10,000 management professors can’t be wrong..

For the past 17 years, the signal that summer is waning and the fall semester is right around the corner is the Academy of Management meeting, held the first or second week of every August. This year it was Philadelphia upon whose unsuspecting citizens we all converged last week. Although it’s not as easy as it used to be to go to sessions and events all day, dinner and networking til late at night, then get up at 6 am the next day to do it all again, it remains the most energizing meeting of the year.

Some gems that always make their way into my classroom come from a pre-conference workshop put on by Gary Wagenheim (Simon Fraser University in BC), Gavin Schwarz (University of New South Wales) and colleagues about managing change. It is a perennial standing-room-only session… creativity and engagement draw people year after year.

Managing change session
Managing change session

 

 

 

 

 

 

 

 

 

It’s tough to pick out other program highlights because there were so many great events, but a couple of sessions come to mind. First, I got to facilitate a session with my friends and Associate Editors for the Journal of Management Education Joy Beatty (University of Michigan– Dearborn) and Jen Leigh (Nazareth College) about what “evidence” means in teaching and learning– how do we know that students are actually learning what we want them to learn? How can we demonstrate that to others? It is a really complex question that we completely resolved that day.

Totally kidding.

But we did have an energetic conversation about how we know things, particularly when it comes to something so individual and sometimes invisible and usually quite long-term like student learning outcomes. As editors of a top 3 teaching and learning journal, we are very concerned about evidence and how our readers can “know” that some innovation that appears in our journal will “work” in their own classrooms, helping students gain the knowledge the author of the article says it will. Plus, external stakeholders are continuing to ask deep questions about what learning is happening on college campuses, not the least of which is parents interested in the quality of education their child is receiving. Responding to those questions with integrity resists smooth and easy answers, and we have to be up front about what we want students to learn, how we’re going to teach it, how we’ll measure what happened, and what we’ll do next. And all of those steps are personalized to each of us as instructors, which is both the joy and the frustration of college learning. We have to hold ourselves in a stance that is open to different ways of knowing and learning even when it is uncomfortable to do so.

 

Group discussion at the evidence workshop
Group discussion at the evidence workshop

 

 

 

 

 

 

 

 

 

I caught an unexpected gem at a session about (of all things) abusive supervisory practices and high performance work systems; ‘unexpected’ because the discussion was so good, it went beyond what I had hoped to get out of it. Essentially these authors were investigating the different psychological and organizational variables that explain why really abusive supervisors who get results (a key detail) keep their jobs, and are sometimes even celebrated and revered. While it’s no mystery why organizations interested in high performance work often retain these folks — they get results, and they get them pretty consistently — what was fascinating in this session was the research on why employees may seek out these abusive people, and choose to work with them, sometimes for years. Examples the presenters used were Bob Knight and his career at IU, and Meryl Streep’s prototypical character in The Devil Wears Prada. Hard to get more abusive than that. Why would anyone deliberately seek to work with those kinds of leaders, and even compete to get a spot, at great personal sacrifice?
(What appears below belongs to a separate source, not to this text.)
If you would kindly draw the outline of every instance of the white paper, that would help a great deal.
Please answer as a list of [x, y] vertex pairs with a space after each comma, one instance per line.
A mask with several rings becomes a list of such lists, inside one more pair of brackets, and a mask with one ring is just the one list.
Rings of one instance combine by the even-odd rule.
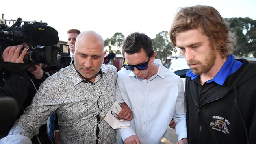
[[115, 102], [111, 108], [107, 113], [107, 114], [104, 119], [105, 121], [114, 129], [125, 129], [130, 127], [130, 121], [119, 120], [115, 118], [111, 114], [111, 111], [113, 111], [118, 114], [121, 110], [122, 110], [121, 107], [116, 101]]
Although there are some psychological moderators, it appears that a major explanation is the long term, robust “WIIFM” factor (what’s in it for me). When the researchers looked at outcomes, these abusive folks were perceived as strongly and positively impacting their employees’ chances for success, and their ‘mentoring’ (I use that term lightly) is perceived as instrumental in helping the employee learn what they need to learn in the field. Sometimes employees are willing to endure really extreme forms of abuse by keeping their eye on the longer-term ball, gaining important contacts in the industry. Plus, these employees may sometimes gain a street cred factor of being able to stick it out working for Ms. Screamer and surviving.
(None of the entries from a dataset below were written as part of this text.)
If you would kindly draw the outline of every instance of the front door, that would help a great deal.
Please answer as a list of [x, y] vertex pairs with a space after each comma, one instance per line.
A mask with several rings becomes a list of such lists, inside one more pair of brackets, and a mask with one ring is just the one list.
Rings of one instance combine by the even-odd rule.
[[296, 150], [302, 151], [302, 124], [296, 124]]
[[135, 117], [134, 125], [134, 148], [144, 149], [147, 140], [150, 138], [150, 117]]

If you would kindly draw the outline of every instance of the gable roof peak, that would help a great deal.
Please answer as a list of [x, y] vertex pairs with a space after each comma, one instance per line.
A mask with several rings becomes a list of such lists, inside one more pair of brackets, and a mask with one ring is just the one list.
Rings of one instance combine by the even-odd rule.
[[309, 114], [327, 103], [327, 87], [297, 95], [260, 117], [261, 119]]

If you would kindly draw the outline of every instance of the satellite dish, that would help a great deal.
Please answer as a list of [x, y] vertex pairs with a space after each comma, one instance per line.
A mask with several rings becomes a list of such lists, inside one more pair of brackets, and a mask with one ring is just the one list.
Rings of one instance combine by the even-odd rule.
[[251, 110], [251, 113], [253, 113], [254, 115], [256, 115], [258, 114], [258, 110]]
While I get that (heck, I did a PhD program.. we all are a little nuts after THAT kind of experience) I also left the session thinking what a waste of energy it is to create such hostility in the name of performance. We imagined the possible– mentoring and partnering with others to share and learn, without the serious hazing factor — which was experienced as lovely but super naive and not possible in practice. It really made me think of how we might change that kind of norm in workplaces that support it.